20. Hukuk Dairesi Esas No: 2015/10637 Karar No: 2017/1067
Yargıtay 20. Hukuk Dairesi 2015/10637 Esas 2017/1067 Karar Sayılı İlamı
20. Hukuk Dairesi 2015/10637 E. , 2017/1067 K.
"İçtihat Metni"
MAHKEMESİ : Kadastro Mahkemesi
Taraflar arasındaki davanın yapılan duruşması sonunda kurulan hükmün Yargıtayca incelenmesi davacı vekili tarafından istenilmekle, süresinde olduğu anlaşılan temyiz dilekçesinin kabulüne karar verildikten sonra dosya incelendi, gereği düşünüldü:
K A R A R
3402 sayılı Kanunun yayım tarihi 09/07/1987 tarihinden önceki Mülga Kanunlara göre yapılan çalışmalar sırasında kadastro ve tapulama çalışmalarında hiç kimsenin zilyet ve tasarrufu altında bulunmadığından tapulama ve kadastroya tabi tutulmayarak tespit dışı kalan yerlerin 5831 sayılı Kanunla 3402 sayılı Kadastro Kanununa eklenen geçici 8. maddesine göre yapılan ek kadastro çalışmaları sırasında, ... köyü ... parsel sayılı 8167,59 m2 yüzölçümündeki taşınmaz, belgesizden, tarla niteliği ile ... adına tespit edilmiş, taşınmazın komisyonca resen yapılan incelemesi sonunda kadastro tutanaklarının edinme sütunundaki kullanıcı olarak belirtilen kişiler ile beyanlar hanesindeki belirtmenin iptaline ve vasfının kayalık hali arazi olarak düzeltilmesine karar verilmiştir. Davacı vekili, taşınmazın müvekkilinin zilyetliğinde olduğu iddiasıyla dava açmıştır. Mahkemece, davanın reddine karar verilmiş; hüküm, davacı vekili tarafından temyiz edilmiştir.

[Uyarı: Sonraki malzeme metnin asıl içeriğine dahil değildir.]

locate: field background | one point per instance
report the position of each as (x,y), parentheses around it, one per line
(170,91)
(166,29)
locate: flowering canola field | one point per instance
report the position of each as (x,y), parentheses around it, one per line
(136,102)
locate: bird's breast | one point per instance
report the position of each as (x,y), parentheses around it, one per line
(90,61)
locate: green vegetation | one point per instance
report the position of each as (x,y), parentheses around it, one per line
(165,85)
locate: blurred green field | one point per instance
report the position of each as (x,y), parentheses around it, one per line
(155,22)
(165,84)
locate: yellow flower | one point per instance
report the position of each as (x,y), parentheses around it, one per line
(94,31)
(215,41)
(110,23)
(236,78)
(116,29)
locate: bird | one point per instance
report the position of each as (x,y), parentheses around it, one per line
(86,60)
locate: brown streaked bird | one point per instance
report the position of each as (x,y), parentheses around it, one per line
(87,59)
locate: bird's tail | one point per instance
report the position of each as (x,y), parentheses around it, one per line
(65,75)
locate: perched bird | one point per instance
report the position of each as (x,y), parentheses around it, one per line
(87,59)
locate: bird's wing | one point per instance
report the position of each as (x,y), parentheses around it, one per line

Dava, kadastro tespitine itiraza ilişkindir. Çekişmeli taşınmazın bulunduğu yerde 17/05/1990 tarihinde ilân edilerek kesinleşen orman kadastrosu ve 2/B uygulaması bulunmaktadır. İncelenen dosya kapsamına, kararın dayandığı gerekçeye, uzman orman bilirkişi tarafından eski tarihli hava fotoğrafı ve memleket haritasına dayalı olarak yöntemine uygun biçimde yapılan inceleme ve araştırmada çekişmeli taşınmazın orman sayılan yerlerden olduğu, eylemli olarak yürümeye izin vermeyecek yoğunluk ve sıklıkta akdeniz doğal bitki örtüsü maki çalılıkları, kayalıklar ve büyük blok kayalıklar olup kırmızı akdeniz orman toprağına sahip olduğu anlaşıldığına ve davacı taraf yararına 3402 sayılı Kanunun 14. maddesinde yazılı kazandırıcı zamanaşımı zilyetliği yoluyla mülk edinme koşullarının oluşmadığı belirlenerek yazılı biçimde hüküm kurulmasında bir isabetsizlik bulunmadığına göre, yerinde görülmeyen temyiz itirazlarının reddi ile usul ve Kanuna uygun olan hükmün ONANMASINA, aşağıda yazılı onama harcının temyiz edene yükletilmesine 13/02/2017 günü oy birliği ile karar verildi.